In a rare display of bipartisanship, Congress quickly passed its sixth temporary fix of the Medicare physician payment formula in 12 months, even as both sides acknowledged the legislation they just worked on together really did nothing to solve the problem.
Bipartisan bandage for doc payments
The Medicare and Medicaid Extenders Act of 2010, which would delay scheduled cuts in physician reimbursement totaling around 25%, passed the Senate unanimously Dec. 8 and by a 490-2 vote in the House of Representatives on Dec. 9. President Barack Obama signed the bill Dec. 15.
The cost of delaying the cuts and extending the current payment rates for 12 months is estimated at $14.9 billion. The legislation intends to pay for this over a 10-year period by raising caps on how much individuals and families must return if they receive overpayments from healthcare affordability tax credits.
Members of Congress have pledged to work together next year to find a better way to pay doctors for treating Medicare patients and to develop a formula that more accurately reflects the cost of that treatment.
Healthcare organizations and associations said Congress was well aware of the problem—the Medical Group Management Association said its members called, wrote or e-mailed their legislators 60,000 times with complaints about the sustainable growth-rate formula used to calculate Medicare payment rates. But it was unclear where the issue ranked on the list of priorities.
“It's just always there,” said Cindy Morrison, vice president of health policy for Sioux Falls, S.D.-based Sanford Health. “It's become a ‘core ask' and it's become part of almost every conversation you have with members of Congress.”
Although no one knows how the new Republican majority in the House will work with the Democrat-led Senate, House discussion—led by Frank Pallone Jr. (D-N.J.) and Joe Barton (R-Texas)—had a bipartisan air of collegiality. Both, however, had few kind words for the bill they were urging their colleagues to quickly approve. “This is just another short-term fix,” Pallone said. But he added that the current measure “is completely paid for” and “really not controversial at all.”
After a two-month freeze passed Dec. 19, 2009, Congress this year has passed payment-cut delays in March, April, June, November and last week. Barton committed to “sit down with stakeholders and our friends on the soon-to-be-minority side of the aisle” on a permanent solution.
“I know that it's going to be expensive, I know that it's going to be difficult,” Barton said. “But it will be possible.”
Bipartisan negative remarks came from California as Republican Wally Herger called the measure the first step toward “dismantling Obamacare.” At a cost of an additional $4.6 billion, the bill also extends several other Medicare programs. One of these, known as the “Medicare work geographic adjustment floor,” drew the ire of Sam Farr (D-Calif.), who called that section of the bill “an abomination” and “special pork” from “certain Midwest senators” that allows some physicians to be paid more than others.
“It is plain unfair to doctors in other states,” Farr said, though both he and Herger voted to approve the bill. The opposing votes came from Reps. Brian Baird (D-Wash.) and Tom McClintock (R-Calif.).
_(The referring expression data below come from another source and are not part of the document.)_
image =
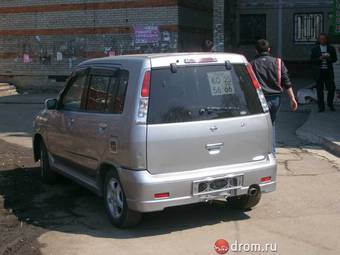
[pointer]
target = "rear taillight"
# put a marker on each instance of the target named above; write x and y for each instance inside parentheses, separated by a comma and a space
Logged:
(144, 99)
(257, 86)
(146, 84)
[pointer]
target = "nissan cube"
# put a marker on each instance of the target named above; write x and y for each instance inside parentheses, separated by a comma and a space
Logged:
(148, 132)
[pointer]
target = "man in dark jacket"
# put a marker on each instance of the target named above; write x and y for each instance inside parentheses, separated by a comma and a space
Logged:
(274, 79)
(323, 56)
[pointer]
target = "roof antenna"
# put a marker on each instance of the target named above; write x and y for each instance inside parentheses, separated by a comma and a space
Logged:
(173, 68)
(228, 65)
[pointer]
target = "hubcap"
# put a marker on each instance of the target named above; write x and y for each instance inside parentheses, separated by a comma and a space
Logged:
(114, 197)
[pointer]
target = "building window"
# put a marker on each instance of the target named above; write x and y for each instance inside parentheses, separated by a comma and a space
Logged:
(252, 28)
(307, 26)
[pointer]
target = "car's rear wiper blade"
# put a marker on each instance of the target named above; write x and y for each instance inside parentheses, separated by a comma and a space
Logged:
(218, 109)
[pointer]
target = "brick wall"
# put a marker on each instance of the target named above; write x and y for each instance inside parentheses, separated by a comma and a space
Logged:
(47, 38)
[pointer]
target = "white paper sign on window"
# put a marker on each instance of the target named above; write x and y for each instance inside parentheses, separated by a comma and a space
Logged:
(221, 83)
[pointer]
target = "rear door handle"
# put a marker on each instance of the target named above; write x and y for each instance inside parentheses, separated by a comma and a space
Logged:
(102, 127)
(214, 148)
(71, 122)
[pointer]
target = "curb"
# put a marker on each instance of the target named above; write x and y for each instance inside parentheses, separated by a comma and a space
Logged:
(306, 134)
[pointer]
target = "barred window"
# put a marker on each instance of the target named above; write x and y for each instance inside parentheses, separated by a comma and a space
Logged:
(307, 26)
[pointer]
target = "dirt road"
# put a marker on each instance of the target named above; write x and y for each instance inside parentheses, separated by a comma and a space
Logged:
(301, 217)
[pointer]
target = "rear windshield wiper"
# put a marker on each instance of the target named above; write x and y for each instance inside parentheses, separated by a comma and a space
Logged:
(218, 109)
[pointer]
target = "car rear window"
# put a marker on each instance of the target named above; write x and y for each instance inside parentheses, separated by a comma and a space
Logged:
(196, 93)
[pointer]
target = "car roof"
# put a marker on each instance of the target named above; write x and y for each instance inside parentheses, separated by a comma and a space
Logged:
(164, 59)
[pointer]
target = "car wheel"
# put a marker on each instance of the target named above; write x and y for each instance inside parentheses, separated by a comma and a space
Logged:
(47, 175)
(244, 202)
(115, 202)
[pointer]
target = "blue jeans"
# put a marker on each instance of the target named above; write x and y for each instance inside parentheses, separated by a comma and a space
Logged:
(274, 103)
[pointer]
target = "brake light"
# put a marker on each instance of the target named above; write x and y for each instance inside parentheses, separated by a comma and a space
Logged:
(266, 179)
(144, 99)
(146, 84)
(253, 78)
(201, 60)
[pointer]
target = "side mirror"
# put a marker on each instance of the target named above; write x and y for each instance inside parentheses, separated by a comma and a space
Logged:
(51, 104)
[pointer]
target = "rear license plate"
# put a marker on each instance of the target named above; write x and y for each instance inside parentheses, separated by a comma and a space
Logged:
(217, 185)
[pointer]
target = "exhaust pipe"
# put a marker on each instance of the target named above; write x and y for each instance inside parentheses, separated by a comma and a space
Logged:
(254, 190)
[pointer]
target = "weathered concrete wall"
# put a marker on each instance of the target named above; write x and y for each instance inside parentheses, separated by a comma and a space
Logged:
(291, 51)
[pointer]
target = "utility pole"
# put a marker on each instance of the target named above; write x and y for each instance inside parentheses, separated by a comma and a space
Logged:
(218, 25)
(280, 23)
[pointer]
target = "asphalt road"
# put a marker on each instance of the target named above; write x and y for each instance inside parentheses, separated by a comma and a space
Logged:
(301, 217)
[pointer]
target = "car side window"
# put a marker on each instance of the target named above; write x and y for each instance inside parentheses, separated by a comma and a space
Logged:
(97, 95)
(72, 98)
(119, 88)
(107, 91)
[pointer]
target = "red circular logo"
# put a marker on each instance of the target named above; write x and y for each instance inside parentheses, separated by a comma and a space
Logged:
(221, 246)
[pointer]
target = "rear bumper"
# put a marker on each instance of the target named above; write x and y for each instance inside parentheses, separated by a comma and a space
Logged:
(140, 186)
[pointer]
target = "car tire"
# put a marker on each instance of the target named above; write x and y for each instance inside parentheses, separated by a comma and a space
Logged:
(244, 202)
(48, 176)
(115, 203)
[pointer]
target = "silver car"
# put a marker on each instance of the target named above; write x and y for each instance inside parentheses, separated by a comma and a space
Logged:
(147, 132)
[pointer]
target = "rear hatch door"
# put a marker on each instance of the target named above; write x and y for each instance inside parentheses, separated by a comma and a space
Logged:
(204, 116)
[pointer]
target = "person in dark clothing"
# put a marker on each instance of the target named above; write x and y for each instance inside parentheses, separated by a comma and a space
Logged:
(323, 56)
(273, 76)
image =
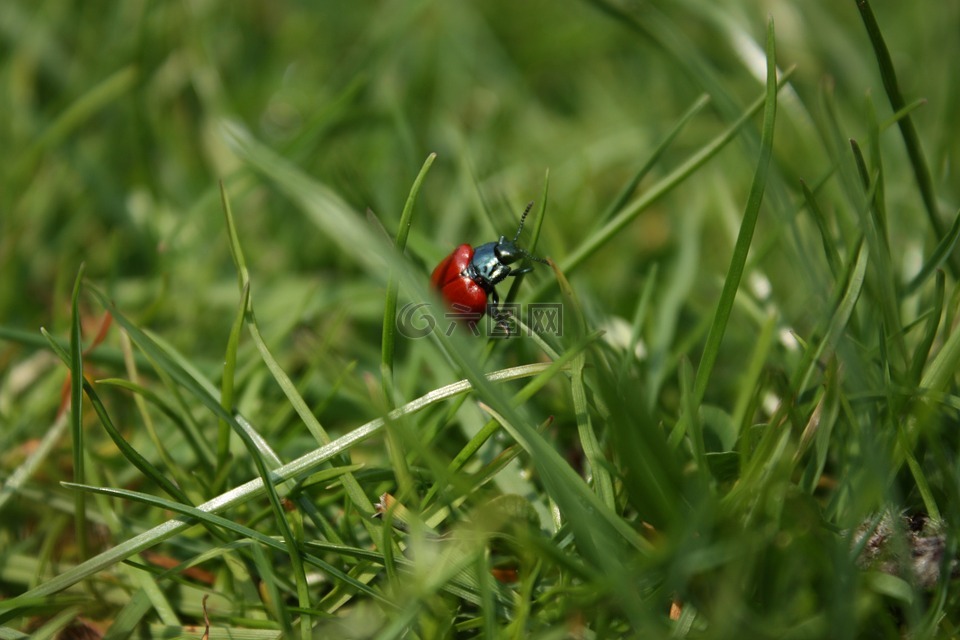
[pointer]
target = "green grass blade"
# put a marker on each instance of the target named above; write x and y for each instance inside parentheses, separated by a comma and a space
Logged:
(907, 129)
(626, 192)
(76, 415)
(751, 213)
(941, 253)
(389, 337)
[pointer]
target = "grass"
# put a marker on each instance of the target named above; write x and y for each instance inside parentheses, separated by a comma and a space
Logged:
(219, 418)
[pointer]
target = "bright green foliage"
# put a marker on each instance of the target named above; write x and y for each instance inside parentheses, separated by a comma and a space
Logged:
(222, 212)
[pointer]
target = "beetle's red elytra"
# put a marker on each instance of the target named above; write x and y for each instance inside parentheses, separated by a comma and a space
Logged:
(469, 275)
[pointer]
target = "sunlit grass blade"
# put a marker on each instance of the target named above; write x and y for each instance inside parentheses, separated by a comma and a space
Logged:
(76, 415)
(751, 213)
(195, 514)
(301, 467)
(626, 192)
(940, 254)
(907, 129)
(388, 338)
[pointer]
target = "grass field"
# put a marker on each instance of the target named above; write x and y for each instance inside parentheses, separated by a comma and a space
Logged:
(231, 407)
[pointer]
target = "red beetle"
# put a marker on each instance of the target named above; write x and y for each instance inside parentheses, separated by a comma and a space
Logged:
(469, 275)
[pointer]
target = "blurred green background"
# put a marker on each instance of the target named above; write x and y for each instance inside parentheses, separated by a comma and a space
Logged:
(120, 119)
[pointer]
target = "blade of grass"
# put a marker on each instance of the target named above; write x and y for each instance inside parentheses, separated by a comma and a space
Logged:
(198, 515)
(922, 351)
(302, 466)
(941, 253)
(620, 201)
(76, 416)
(907, 129)
(674, 179)
(389, 337)
(751, 213)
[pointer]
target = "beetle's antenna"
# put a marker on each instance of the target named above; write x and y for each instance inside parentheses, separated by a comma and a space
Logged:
(533, 257)
(522, 218)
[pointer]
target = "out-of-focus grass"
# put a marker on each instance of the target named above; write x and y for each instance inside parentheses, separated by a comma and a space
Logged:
(715, 462)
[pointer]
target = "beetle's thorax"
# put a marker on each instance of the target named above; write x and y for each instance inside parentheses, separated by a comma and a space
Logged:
(489, 265)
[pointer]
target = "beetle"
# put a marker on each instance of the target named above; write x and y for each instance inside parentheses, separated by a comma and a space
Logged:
(466, 277)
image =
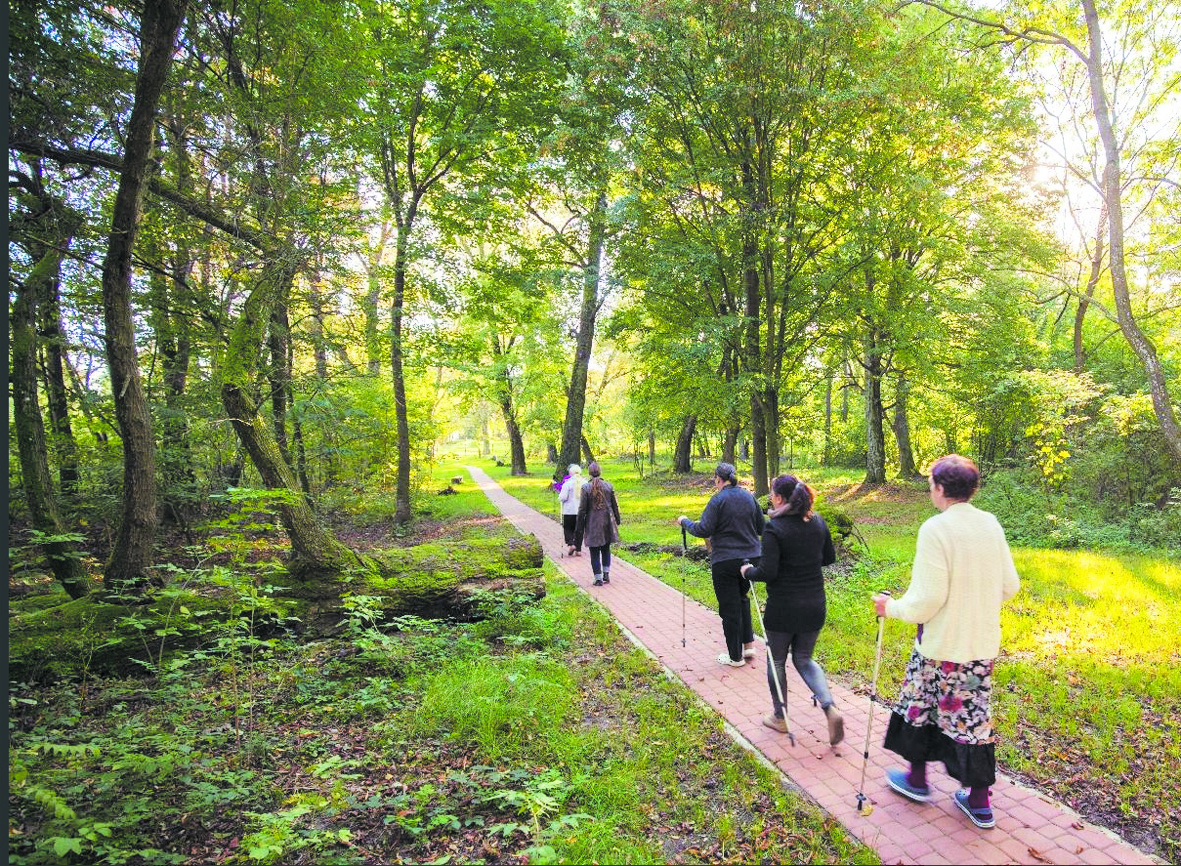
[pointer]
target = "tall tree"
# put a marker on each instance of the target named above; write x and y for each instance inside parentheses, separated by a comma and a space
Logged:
(1150, 50)
(131, 554)
(44, 227)
(458, 86)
A licensed clinical psychologist who has worked in state and Veterans Affairs psychiatric hospitals, Baird noted on his website that Florida receives 28% more funding per Medicare patient than Washington state because his state's healthcare system "is efficient and cost-effective.”
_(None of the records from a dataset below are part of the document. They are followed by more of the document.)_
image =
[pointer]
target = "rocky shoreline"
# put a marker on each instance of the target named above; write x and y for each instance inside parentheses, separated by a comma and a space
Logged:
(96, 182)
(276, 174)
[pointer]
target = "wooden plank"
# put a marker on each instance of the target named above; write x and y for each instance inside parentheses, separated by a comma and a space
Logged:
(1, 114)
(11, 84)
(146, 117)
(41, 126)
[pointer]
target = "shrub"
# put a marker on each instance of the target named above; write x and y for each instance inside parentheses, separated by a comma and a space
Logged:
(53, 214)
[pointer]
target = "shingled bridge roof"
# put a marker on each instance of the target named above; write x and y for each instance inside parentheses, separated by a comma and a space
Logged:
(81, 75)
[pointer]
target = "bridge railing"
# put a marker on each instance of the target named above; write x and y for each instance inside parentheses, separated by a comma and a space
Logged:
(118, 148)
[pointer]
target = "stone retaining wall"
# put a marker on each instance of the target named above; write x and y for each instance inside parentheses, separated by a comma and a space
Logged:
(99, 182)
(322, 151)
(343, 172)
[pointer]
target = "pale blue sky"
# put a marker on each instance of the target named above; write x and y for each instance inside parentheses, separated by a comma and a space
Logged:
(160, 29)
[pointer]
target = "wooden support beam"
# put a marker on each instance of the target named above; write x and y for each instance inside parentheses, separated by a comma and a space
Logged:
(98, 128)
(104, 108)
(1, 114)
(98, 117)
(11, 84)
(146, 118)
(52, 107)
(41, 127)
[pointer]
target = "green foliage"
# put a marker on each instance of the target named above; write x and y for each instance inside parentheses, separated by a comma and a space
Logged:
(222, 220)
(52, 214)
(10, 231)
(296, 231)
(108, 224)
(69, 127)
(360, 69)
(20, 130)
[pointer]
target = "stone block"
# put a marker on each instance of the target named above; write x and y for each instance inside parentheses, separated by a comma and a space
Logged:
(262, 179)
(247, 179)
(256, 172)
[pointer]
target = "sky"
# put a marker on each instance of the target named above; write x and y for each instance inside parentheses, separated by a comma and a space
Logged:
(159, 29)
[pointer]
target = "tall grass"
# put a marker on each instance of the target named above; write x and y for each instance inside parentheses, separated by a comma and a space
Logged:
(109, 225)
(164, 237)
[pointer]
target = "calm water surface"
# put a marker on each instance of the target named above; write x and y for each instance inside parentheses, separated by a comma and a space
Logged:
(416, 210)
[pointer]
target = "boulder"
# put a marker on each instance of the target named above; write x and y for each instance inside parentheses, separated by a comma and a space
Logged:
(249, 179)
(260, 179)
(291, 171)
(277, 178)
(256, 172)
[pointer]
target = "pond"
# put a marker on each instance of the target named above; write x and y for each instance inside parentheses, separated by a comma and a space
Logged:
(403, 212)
The official summary of the bill explained that the geographic adjustment floor is intended to reflect regional differences in costs of physician work, practice expense and malpractice insurance. Kent Moore, manager of healthcare financing and delivery systems for the American Academy of Family Physicians, said Medicare divides the country into 89 localities whose boundaries haven't changed since 1997, which is the source of some complaints. But Moore said the AAFP is opposed to all geographic adjustments except those driven by policies seeking to promote physicians practicing in underserved areas. “If we had our druthers, we would do away with the whole geographic adjustment business,” he said.
He noted, however, that Farr's criticism may be misdirected. Quoting Medicare payments for a “midlevel, established-patient office visit,” Moore said Iowa physicians receive $63.80; nonurban California doctors get $67.85; while physicians in San Francisco, which is just north of Farr's Santa Cruz-area district, are paid $80.62.
When asked for comment, Iowa Republican Sen. Chuck Grassley 's office responded with an e-mail but did not supply a name to whom the comment was attributed.
"All of California's reimbursement is above average (and some parts of California get some of the highest reimbursement in the country), so that may be the basis for Rep. Farr saying it doesn't help California but it certainly doesn't hurt them," the e-mail stated. "Sen. Grassley's provision requires HHS to analyze and evaluate the use of actual data instead of the current, inaccurate proxies during the two-year transition in 2010 and 2011 and then use accurate data for all areas beginning in 2012. So if California gets hurt because CMS will be using more accurate data beginning in 2012, it's hard to be sympathetic to the California position. On the other hand, maybe those changes will benefit rural doctors in California, too."